Le prix du pain pourrait augmenter: Le président des patrons de boulangerie, Amadou Coulibaly explique

Société
Publié le Source : Linfodrome
le-prix-du-pain-pourrait-augmenter-le-president-des-patrons-de-boulangerie-amadou-coulibaly-explique Amadou Coulibaly, président du haut patronat de la boulangerie et pâtisserie de Côte d'Ivoire (PhDr)

Le haut patronat de la boulangerie et pâtisserie de Côte d’Ivoire souhaite que le prix du pain soit à la hausse. C’est dans une interview accordée au quotidien Notre voie et paru le jeudi 13 janvier 2022 que le président de l’organisation, Amadou Coulibaly l’a souhaitée.  

En proie à plusieurs difficultés, les patrons de boulangerie et pâtisserie de Côte d’Ivoire envisage entrer en grève le samedi 15 janvier 2022. Et ce, pour revendiquer une augmentation du prix de la baguette de pain.

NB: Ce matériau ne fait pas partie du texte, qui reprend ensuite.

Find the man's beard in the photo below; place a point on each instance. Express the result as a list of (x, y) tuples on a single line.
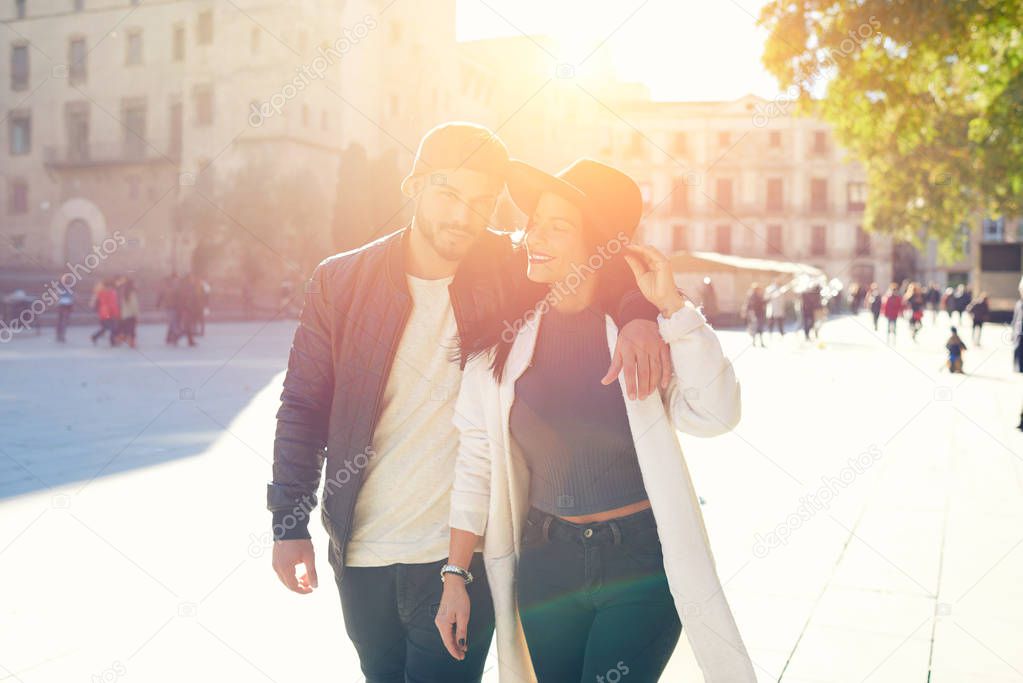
[(447, 245)]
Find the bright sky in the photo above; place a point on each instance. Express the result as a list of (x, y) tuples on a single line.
[(680, 49)]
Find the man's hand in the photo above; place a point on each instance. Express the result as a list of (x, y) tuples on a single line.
[(286, 557), (645, 358), (452, 617)]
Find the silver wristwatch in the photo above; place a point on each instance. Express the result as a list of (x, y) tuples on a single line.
[(454, 568)]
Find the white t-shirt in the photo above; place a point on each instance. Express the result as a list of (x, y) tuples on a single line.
[(401, 513)]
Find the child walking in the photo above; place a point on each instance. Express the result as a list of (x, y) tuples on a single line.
[(955, 349)]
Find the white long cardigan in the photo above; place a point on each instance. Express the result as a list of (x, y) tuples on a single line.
[(491, 488)]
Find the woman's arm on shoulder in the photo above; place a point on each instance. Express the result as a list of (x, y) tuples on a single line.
[(703, 398), (471, 494)]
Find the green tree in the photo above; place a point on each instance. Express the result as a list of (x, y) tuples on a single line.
[(927, 94)]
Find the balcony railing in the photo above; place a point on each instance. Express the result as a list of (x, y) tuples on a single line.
[(106, 154)]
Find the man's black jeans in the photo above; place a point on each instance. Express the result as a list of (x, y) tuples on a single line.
[(594, 599), (389, 615)]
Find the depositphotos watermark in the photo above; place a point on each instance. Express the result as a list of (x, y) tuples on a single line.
[(314, 71), (812, 503), (51, 292), (567, 286)]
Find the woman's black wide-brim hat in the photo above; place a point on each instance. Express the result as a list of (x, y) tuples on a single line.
[(610, 200)]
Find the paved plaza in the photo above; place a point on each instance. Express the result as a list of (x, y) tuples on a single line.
[(866, 514)]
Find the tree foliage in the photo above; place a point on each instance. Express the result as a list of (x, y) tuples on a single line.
[(928, 94)]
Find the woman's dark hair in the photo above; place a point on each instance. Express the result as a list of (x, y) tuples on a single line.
[(516, 298)]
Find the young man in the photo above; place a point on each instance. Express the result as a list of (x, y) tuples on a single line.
[(371, 379)]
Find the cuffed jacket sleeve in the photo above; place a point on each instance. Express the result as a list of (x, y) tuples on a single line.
[(471, 494), (703, 398), (304, 414)]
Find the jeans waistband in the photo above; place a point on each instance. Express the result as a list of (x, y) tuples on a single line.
[(595, 533)]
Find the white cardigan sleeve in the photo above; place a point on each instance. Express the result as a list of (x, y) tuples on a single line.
[(703, 397), (471, 494)]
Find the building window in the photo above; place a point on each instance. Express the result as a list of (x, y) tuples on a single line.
[(178, 43), (818, 194), (856, 196), (19, 67), (862, 241), (77, 56), (204, 33), (723, 193), (19, 133), (77, 126), (774, 199), (133, 114), (679, 144), (17, 196), (820, 142), (134, 47), (818, 239), (204, 105), (680, 198), (774, 239), (679, 237), (722, 239), (177, 122)]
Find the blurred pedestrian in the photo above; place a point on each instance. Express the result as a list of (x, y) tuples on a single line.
[(107, 310), (167, 300), (776, 296), (932, 298), (1017, 331), (809, 302), (756, 313), (961, 299), (891, 306), (980, 311), (948, 302), (708, 300), (915, 302), (187, 300), (65, 303), (129, 312), (874, 299), (955, 349)]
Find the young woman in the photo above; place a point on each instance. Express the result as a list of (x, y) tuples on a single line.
[(594, 545)]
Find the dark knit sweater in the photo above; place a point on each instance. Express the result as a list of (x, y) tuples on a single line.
[(574, 431)]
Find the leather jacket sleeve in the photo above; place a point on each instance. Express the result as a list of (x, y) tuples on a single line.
[(304, 414)]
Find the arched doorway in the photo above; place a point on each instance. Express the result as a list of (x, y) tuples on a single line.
[(78, 241)]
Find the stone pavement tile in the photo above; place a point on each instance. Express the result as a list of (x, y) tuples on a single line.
[(893, 552), (977, 650), (840, 654), (770, 622), (890, 613)]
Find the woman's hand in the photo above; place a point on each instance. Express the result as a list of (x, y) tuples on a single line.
[(655, 278), (452, 617)]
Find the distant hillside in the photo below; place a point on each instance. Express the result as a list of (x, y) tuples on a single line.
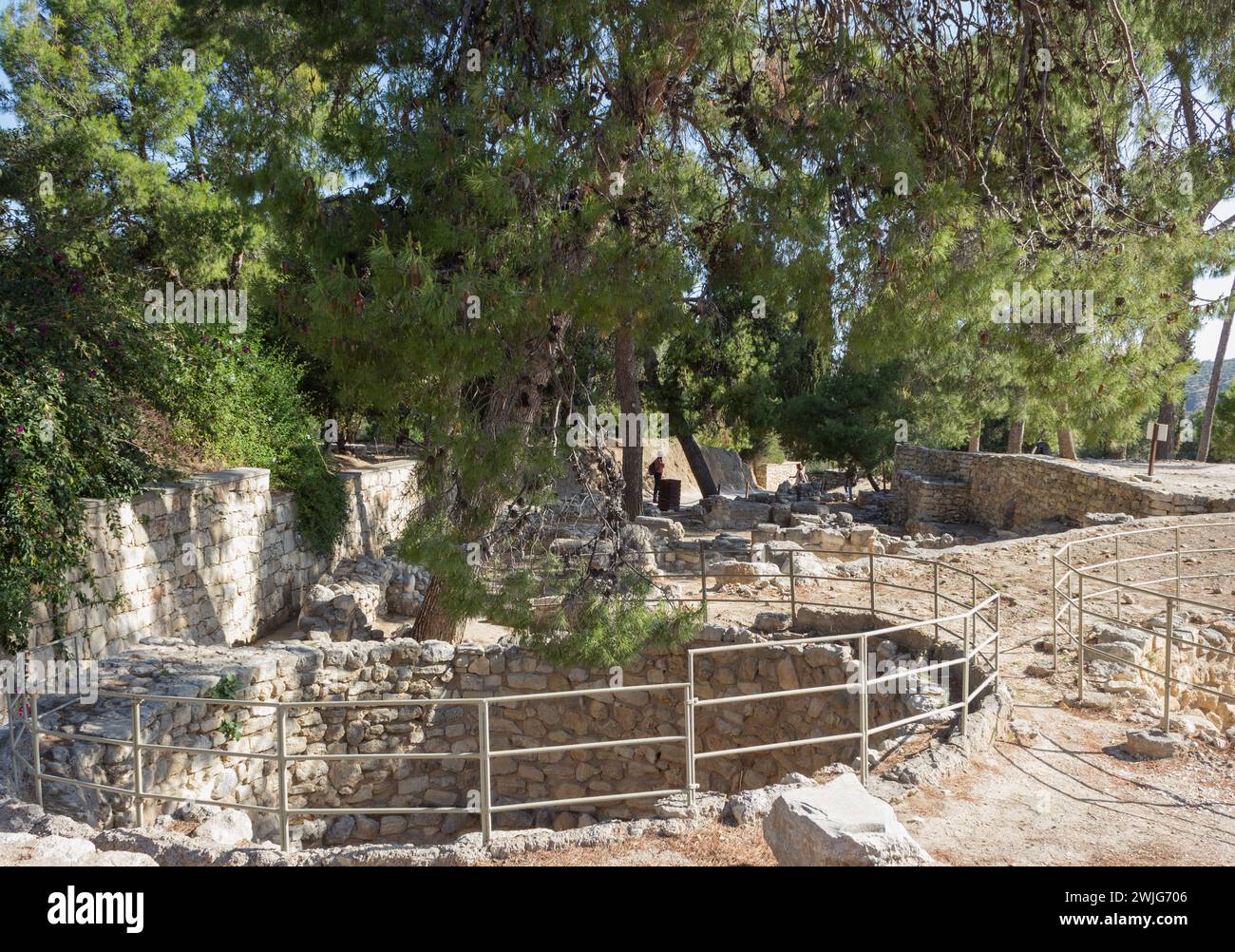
[(1194, 387)]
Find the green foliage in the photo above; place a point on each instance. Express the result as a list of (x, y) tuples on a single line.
[(850, 417), (226, 688), (66, 429), (1222, 445), (599, 631), (242, 400)]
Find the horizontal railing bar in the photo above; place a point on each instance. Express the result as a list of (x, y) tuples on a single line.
[(378, 810), (765, 695), (83, 737), (384, 756), (583, 800), (781, 746), (588, 692), (914, 717)]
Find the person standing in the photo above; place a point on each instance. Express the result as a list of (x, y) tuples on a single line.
[(657, 470)]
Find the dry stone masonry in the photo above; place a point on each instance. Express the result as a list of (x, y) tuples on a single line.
[(1011, 491), (400, 671), (217, 560)]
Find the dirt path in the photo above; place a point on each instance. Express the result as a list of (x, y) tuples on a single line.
[(1067, 795)]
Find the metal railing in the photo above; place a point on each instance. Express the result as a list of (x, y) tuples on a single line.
[(974, 650), (1082, 590)]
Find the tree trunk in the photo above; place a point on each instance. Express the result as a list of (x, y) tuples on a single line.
[(1067, 451), (1214, 382), (513, 407), (1166, 415), (1016, 436), (631, 432)]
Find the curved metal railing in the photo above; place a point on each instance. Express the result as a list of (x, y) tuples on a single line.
[(972, 611), (1086, 589)]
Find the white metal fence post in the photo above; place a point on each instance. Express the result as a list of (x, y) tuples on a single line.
[(1054, 611), (139, 782), (1177, 567), (793, 592), (966, 626), (282, 721), (10, 710), (36, 757), (864, 715), (485, 791), (1119, 580), (703, 580), (1079, 638), (998, 623), (688, 722), (935, 589), (1166, 685)]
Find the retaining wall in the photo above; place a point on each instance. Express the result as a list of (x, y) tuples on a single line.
[(1016, 490), (404, 670), (217, 560)]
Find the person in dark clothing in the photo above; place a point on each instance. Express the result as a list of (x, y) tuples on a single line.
[(657, 470)]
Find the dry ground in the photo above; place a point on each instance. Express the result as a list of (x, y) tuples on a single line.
[(1067, 795)]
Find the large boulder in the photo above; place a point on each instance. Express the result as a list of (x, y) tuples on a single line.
[(838, 824), (1155, 744)]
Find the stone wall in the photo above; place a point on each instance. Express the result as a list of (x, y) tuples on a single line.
[(217, 560), (770, 476), (404, 670), (1016, 490)]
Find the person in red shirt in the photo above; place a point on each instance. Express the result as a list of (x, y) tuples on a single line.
[(657, 470)]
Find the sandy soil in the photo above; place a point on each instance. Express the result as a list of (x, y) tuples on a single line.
[(1177, 476), (1067, 795)]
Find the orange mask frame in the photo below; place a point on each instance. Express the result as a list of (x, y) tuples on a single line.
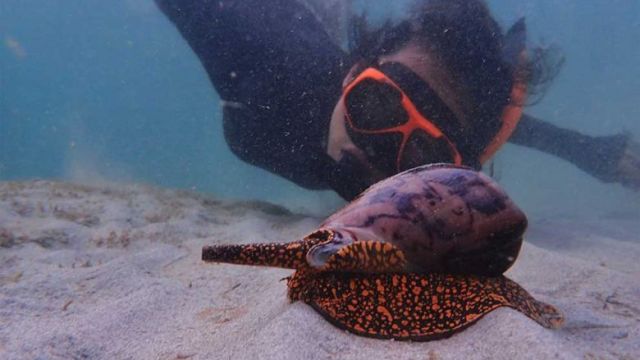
[(415, 121), (510, 117)]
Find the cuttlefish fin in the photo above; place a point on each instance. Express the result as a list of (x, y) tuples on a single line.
[(517, 297), (410, 306)]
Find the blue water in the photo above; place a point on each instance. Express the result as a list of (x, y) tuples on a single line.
[(94, 91)]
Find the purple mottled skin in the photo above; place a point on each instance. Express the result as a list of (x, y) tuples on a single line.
[(447, 219)]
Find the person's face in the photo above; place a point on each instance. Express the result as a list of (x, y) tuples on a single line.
[(430, 69)]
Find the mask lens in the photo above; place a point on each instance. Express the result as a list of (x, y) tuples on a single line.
[(373, 105)]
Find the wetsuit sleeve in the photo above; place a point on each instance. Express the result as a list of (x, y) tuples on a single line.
[(278, 70), (598, 156)]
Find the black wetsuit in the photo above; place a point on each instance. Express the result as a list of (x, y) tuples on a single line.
[(280, 75)]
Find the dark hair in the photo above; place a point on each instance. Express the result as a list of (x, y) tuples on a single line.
[(471, 44)]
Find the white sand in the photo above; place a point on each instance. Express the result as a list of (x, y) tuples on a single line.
[(115, 273)]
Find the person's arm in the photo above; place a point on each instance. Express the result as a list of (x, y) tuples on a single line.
[(278, 72), (608, 158)]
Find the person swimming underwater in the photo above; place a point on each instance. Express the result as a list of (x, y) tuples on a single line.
[(444, 85)]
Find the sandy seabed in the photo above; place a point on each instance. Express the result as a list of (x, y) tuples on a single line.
[(114, 272)]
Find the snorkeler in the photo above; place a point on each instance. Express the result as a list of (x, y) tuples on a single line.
[(445, 85)]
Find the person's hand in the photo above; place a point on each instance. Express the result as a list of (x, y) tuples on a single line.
[(628, 169)]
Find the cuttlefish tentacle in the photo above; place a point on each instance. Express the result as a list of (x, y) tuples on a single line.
[(284, 255), (411, 306), (365, 257)]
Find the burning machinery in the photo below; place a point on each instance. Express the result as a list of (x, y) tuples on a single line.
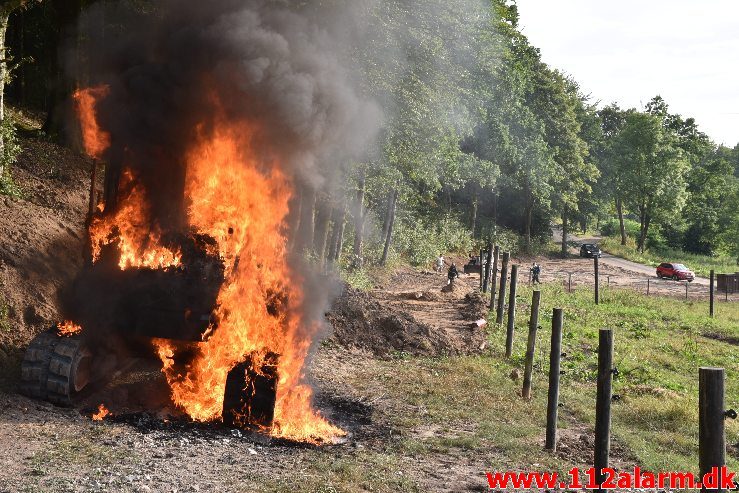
[(167, 297)]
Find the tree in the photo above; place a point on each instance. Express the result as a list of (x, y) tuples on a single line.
[(561, 108), (7, 7), (612, 120), (653, 170)]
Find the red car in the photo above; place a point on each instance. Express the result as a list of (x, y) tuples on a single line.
[(677, 272)]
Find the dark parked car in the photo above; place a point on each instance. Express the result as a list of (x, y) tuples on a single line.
[(590, 250), (677, 272)]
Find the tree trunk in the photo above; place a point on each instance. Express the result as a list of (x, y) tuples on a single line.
[(391, 222), (643, 226), (67, 12), (474, 215), (565, 230), (645, 220), (339, 235), (528, 213), (307, 224), (622, 228), (320, 235), (386, 220), (3, 76), (359, 221)]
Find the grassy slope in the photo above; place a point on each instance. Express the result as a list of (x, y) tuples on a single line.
[(660, 344), (701, 264)]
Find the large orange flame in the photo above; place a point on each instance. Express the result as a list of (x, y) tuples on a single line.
[(129, 227), (243, 207), (95, 140), (242, 204), (68, 328)]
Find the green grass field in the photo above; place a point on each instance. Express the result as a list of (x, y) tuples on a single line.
[(700, 264), (659, 345)]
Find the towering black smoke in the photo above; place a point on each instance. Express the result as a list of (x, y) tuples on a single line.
[(172, 74), (255, 61)]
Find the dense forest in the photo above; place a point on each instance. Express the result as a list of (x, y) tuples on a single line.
[(480, 139)]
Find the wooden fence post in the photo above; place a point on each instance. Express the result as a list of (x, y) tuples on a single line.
[(501, 293), (531, 345), (712, 441), (488, 260), (603, 404), (555, 354), (511, 311), (710, 308), (494, 276), (597, 287), (482, 271)]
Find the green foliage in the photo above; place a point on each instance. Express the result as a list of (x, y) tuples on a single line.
[(700, 264), (421, 241)]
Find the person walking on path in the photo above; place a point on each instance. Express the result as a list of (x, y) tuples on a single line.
[(440, 263), (535, 272), (452, 274)]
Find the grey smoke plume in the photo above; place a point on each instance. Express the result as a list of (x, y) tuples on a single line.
[(263, 62)]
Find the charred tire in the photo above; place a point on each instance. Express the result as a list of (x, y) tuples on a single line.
[(69, 370), (35, 365)]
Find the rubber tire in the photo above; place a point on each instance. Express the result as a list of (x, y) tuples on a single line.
[(35, 365), (67, 375)]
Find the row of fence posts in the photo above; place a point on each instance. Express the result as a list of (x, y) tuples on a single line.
[(712, 413)]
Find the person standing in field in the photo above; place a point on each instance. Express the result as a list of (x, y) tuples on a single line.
[(535, 271), (452, 274), (440, 263)]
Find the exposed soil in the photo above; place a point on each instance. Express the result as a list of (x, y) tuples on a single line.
[(416, 317)]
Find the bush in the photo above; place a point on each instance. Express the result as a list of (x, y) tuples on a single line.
[(422, 240)]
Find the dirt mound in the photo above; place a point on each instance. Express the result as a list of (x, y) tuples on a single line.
[(42, 235), (361, 321)]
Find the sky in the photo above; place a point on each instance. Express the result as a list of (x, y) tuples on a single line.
[(628, 51)]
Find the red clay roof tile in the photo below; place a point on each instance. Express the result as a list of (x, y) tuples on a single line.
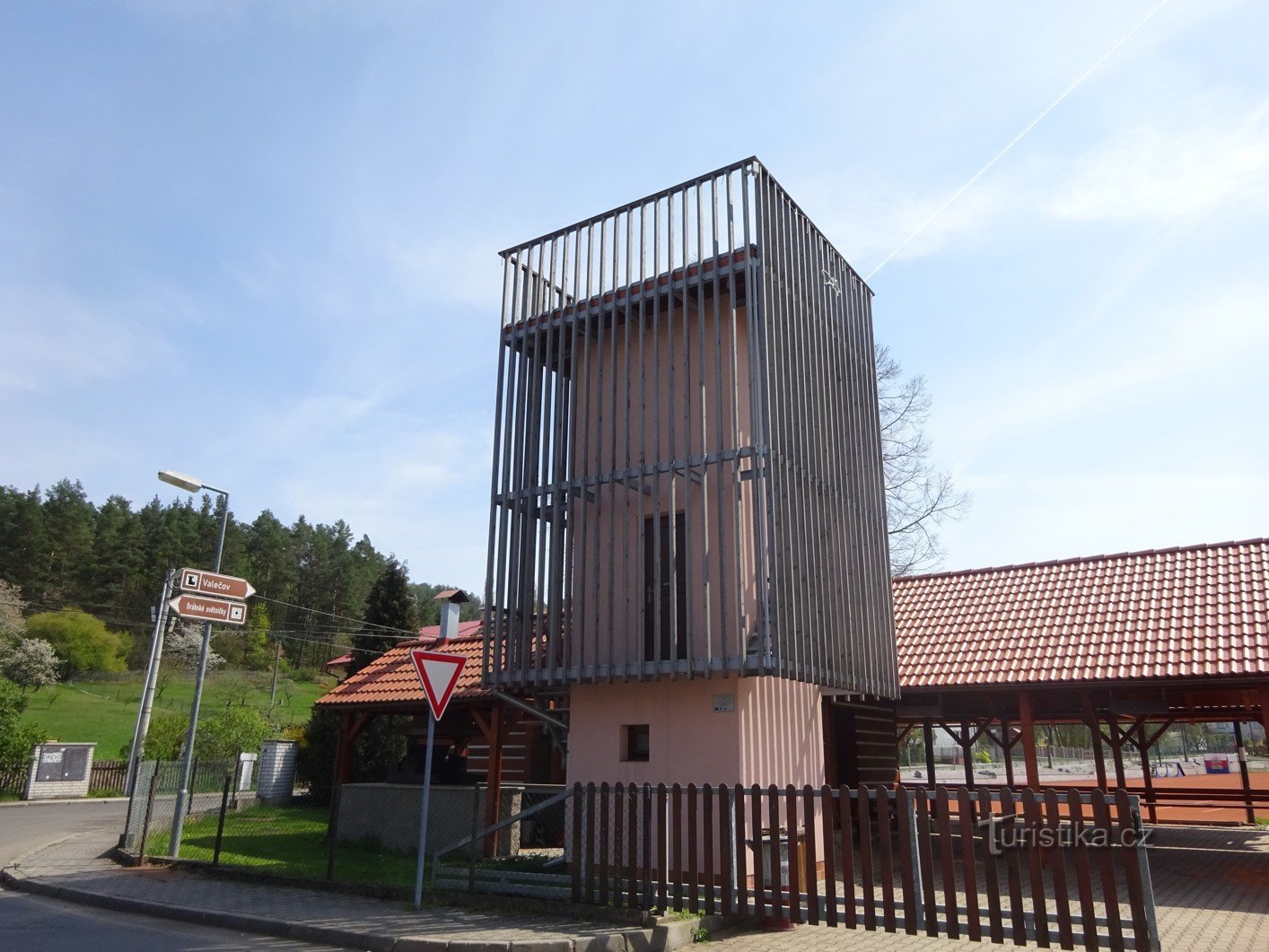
[(391, 678), (1202, 611)]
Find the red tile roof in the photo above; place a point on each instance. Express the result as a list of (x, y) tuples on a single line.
[(1195, 612), (391, 678)]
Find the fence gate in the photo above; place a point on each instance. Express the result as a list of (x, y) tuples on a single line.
[(1061, 869)]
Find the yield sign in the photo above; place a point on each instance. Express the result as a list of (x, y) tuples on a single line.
[(438, 673)]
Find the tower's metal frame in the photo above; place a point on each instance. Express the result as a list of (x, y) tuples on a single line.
[(766, 442)]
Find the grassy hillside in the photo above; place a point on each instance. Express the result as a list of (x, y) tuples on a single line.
[(106, 710)]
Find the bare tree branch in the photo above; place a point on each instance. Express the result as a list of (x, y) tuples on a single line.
[(918, 498)]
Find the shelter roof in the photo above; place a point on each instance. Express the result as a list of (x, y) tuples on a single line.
[(1186, 612), (391, 679)]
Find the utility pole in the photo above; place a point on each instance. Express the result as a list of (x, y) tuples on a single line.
[(147, 694), (276, 660)]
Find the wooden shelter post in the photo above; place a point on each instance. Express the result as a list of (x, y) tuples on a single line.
[(928, 731), (1028, 729), (1007, 744), (1146, 776), (1099, 758), (1243, 772), (967, 753), (1265, 711)]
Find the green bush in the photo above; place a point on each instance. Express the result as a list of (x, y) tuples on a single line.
[(82, 642), (164, 739), (15, 739), (232, 731)]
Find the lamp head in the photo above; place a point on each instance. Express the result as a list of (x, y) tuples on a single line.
[(179, 479)]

A en croire Amadou Coulibaly, « c’est depuis la fin d’année 2021 que nous avons envisagé une augmentation du prix de la baguette de pain, actuellement à 150Fcfa ». Lui et ses confrères ont préféré reporter la mise en application de cette décision afin d’éviter des soucis aux Ivoiriens en cette période de fête de fin d'année.

Sinon, Amadou Coulibaly précise que « si par le passé, le gouvernement avait accepté une hausse du prix de 25Fcfa, tous nos problèmes auraient été réglés ». Par ailleurs, il fait comprendre qu’« en tant que professionnel, nous travaillons avec une certaine éthique et notre avec des produits de qualité ».

Les difficultés rencontrées par les professionnels

Le président du haut patronat de la boulangerie et pâtisserie de Côte d’Ivoire, Amadou Coulibaly a exposé leurs problèmes. Il trouve que ses confrères et lui sont les moins écoutés en Côte d’Ivoire.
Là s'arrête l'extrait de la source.